Niklas reviewed The odd woman and the city by Vivian Gornick
"A contentious, deeply moving ode to friendship, love, and urban life in the spirit of …
Review of 'The odd woman and the city' on 'Storygraph'
3 stars
This is a quite short and sweet autobiography, based on thoughts, not on chronology, which serves the author right. Her quite recent interview in The Paris Review serves this book well.
Gornick's style is terse and straightforward, which often serves her diary-ish entries well:
As the orchestra tuned up and the lights dimmed in the soft, starry night, I could feel the whole intelligent audience moving forward as one, yearning toward the music, toward themselves in the music: as though the concert were an open-air extension of the context of their lives. And I, just as intelligently I hoped, leaned forward, too, but I knew that I was only mimicking the movement. I’d not yet earned the right to love the music as they did. Within a few years I began to see it was entirely possible that I never would.

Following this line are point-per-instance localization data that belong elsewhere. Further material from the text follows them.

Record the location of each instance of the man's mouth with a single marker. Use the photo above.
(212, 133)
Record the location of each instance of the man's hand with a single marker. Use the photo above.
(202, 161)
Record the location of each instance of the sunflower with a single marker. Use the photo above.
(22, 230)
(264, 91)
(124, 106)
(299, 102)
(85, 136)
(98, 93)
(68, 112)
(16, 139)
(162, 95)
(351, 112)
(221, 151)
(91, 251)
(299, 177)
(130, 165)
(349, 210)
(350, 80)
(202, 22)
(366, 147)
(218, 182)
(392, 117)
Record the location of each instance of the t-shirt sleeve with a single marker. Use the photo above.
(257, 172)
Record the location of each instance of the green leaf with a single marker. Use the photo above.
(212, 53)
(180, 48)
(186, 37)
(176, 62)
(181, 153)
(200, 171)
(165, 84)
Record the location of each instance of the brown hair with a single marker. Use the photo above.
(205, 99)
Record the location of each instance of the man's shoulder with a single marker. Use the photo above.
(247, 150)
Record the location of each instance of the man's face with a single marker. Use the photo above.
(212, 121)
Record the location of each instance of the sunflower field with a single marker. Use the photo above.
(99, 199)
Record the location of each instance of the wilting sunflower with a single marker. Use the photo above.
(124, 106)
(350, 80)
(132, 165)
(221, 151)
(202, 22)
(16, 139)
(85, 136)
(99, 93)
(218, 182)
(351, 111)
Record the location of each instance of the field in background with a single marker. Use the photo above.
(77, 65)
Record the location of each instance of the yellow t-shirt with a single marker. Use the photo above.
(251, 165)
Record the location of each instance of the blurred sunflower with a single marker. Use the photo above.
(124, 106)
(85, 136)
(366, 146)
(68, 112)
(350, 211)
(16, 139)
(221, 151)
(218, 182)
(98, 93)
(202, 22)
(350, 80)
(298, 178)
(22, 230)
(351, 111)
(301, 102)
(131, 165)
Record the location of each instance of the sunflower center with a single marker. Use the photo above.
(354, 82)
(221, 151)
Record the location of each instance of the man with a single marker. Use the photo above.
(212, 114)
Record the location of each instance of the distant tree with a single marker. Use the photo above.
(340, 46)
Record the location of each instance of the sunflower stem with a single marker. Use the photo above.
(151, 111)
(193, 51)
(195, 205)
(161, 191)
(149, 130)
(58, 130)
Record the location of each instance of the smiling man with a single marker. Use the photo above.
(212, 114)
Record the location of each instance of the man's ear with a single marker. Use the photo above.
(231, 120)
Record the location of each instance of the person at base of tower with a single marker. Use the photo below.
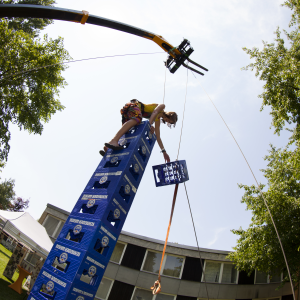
(132, 114)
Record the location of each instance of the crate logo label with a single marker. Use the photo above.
(90, 203)
(103, 179)
(70, 251)
(138, 162)
(63, 258)
(92, 271)
(117, 214)
(61, 283)
(82, 222)
(50, 286)
(136, 168)
(122, 141)
(82, 292)
(114, 159)
(145, 146)
(127, 189)
(105, 241)
(118, 204)
(88, 197)
(132, 186)
(119, 154)
(95, 262)
(108, 233)
(77, 229)
(106, 174)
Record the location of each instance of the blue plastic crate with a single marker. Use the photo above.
(82, 251)
(76, 293)
(49, 286)
(78, 232)
(103, 242)
(115, 216)
(170, 173)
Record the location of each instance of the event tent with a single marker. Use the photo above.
(23, 227)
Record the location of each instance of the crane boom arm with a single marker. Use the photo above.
(177, 55)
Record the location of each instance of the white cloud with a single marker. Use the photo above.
(217, 233)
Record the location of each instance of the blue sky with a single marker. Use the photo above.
(55, 167)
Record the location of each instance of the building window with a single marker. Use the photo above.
(104, 289)
(140, 294)
(275, 277)
(212, 271)
(261, 277)
(229, 274)
(171, 266)
(118, 252)
(152, 262)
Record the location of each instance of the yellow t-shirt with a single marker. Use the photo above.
(149, 108)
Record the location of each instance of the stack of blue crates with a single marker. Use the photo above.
(76, 264)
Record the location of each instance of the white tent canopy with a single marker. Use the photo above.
(23, 227)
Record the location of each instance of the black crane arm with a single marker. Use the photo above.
(177, 55)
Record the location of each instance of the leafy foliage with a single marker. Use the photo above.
(258, 246)
(279, 66)
(8, 201)
(6, 193)
(28, 98)
(18, 204)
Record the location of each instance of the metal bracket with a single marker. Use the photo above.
(185, 51)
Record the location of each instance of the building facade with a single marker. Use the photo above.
(134, 265)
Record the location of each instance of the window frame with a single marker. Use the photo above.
(109, 290)
(58, 225)
(268, 280)
(221, 272)
(163, 264)
(121, 254)
(153, 296)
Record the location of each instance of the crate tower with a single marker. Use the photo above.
(77, 261)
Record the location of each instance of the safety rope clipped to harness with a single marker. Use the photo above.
(156, 288)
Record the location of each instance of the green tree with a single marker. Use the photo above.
(28, 99)
(258, 246)
(278, 66)
(6, 193)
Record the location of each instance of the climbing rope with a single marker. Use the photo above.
(165, 81)
(196, 241)
(156, 287)
(77, 60)
(260, 191)
(187, 76)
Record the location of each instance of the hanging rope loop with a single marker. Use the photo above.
(156, 288)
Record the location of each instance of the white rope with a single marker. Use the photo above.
(187, 73)
(260, 191)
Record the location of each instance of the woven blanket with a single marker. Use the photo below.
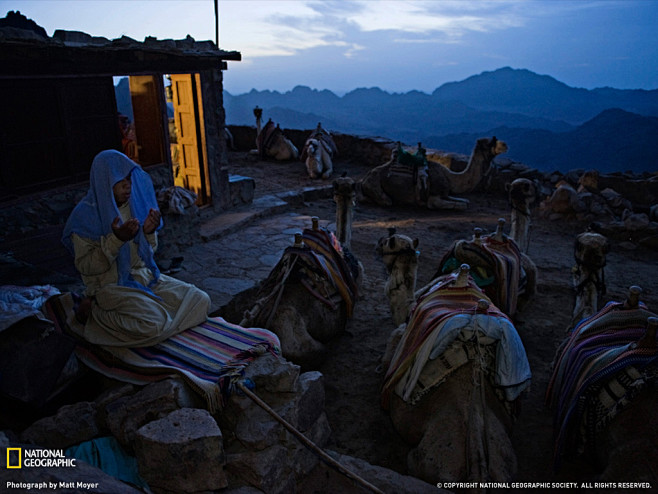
(209, 357)
(496, 268)
(597, 372)
(328, 255)
(436, 321)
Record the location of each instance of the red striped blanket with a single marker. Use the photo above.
(591, 380)
(496, 267)
(209, 357)
(440, 303)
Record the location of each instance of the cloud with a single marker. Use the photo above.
(286, 28)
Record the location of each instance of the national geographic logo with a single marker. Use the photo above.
(38, 458)
(14, 458)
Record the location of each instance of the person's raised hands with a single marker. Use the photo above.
(152, 221)
(126, 231)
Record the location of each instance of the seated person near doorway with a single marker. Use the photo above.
(112, 234)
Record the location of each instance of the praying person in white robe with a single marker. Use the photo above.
(112, 234)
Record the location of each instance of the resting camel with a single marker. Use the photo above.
(271, 141)
(345, 198)
(308, 296)
(453, 381)
(588, 276)
(506, 275)
(413, 180)
(522, 193)
(603, 392)
(319, 149)
(400, 256)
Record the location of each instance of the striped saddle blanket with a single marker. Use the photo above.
(598, 370)
(209, 357)
(438, 319)
(321, 260)
(496, 268)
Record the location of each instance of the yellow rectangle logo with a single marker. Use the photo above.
(14, 462)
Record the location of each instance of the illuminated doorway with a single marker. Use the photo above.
(187, 135)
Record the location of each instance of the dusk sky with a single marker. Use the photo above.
(398, 46)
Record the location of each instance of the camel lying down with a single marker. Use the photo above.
(603, 392)
(456, 373)
(412, 179)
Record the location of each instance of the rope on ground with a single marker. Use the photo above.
(307, 442)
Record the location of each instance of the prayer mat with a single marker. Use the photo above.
(210, 357)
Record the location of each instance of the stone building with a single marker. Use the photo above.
(61, 108)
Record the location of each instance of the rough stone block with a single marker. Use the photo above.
(267, 470)
(241, 189)
(303, 459)
(311, 399)
(128, 413)
(182, 452)
(71, 425)
(273, 374)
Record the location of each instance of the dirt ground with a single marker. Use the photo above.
(360, 427)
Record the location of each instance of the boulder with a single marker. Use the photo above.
(182, 452)
(267, 470)
(71, 425)
(128, 413)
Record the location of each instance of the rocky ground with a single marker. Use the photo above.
(353, 376)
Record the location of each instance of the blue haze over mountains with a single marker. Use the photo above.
(547, 124)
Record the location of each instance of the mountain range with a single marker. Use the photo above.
(546, 123)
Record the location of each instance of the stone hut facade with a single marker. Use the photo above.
(62, 108)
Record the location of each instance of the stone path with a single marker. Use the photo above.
(241, 247)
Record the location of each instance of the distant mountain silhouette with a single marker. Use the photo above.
(548, 125)
(615, 140)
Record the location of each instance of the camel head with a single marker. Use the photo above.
(590, 250)
(492, 146)
(395, 245)
(344, 187)
(522, 192)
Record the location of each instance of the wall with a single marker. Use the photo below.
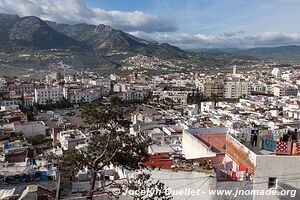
(193, 148)
(285, 168)
(240, 153)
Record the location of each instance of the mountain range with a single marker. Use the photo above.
(34, 33)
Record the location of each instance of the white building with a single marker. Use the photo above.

A lot of her reflections are mini-monographs, like counts one does most often not write down:
Before I was thirty-five I had been as much bedded as any of my friends, and I had also been twice married, twice divorced. Each marriage lasted two and a half years, and each was undertaken by a woman I didn’t know (me) to a man I also didn’t know (the figure on the wedding cake).
There are two categories of friendship: those in which people enliven one another and those in which people must be enlivened to be with one another. In the first category one clears the decks to be together; in the second one looks for an empty space in the schedule. I used to think this distinction more a matter of one-on-one relationships than I now do. These days I look upon it more as a matter of temperament. That is, there are people who are temperamentally inclined to be enlivened, and others for whom it is work. Those who are inclined are eager to feel expressive; those for whom it’s work are more receptive to melancholia. New York friendships are an education in the struggle between devotion to the melancholy and attraction to the expressive. The pavements are filled with those longing to escape the prison sentence of the one into the promise of the other. There are times when the city seems to reel beneath its impact.
There are quite a few quotes here, which isn't at all wrong; I mean, they serve a purpose as well as obviously having meant something to Gornick:
“Every man alone is sincere,” said Ralph Waldo Emerson. “At the entrance of a second person, hypocrisy begins … A friend, therefore, is a sort of paradox in nature.”
All in all, I think this memoir - mind you, it's not an autobiography - should have been reined in more, but then again, that would probably have steered the reader from Gornick's style, which is quite rewarding.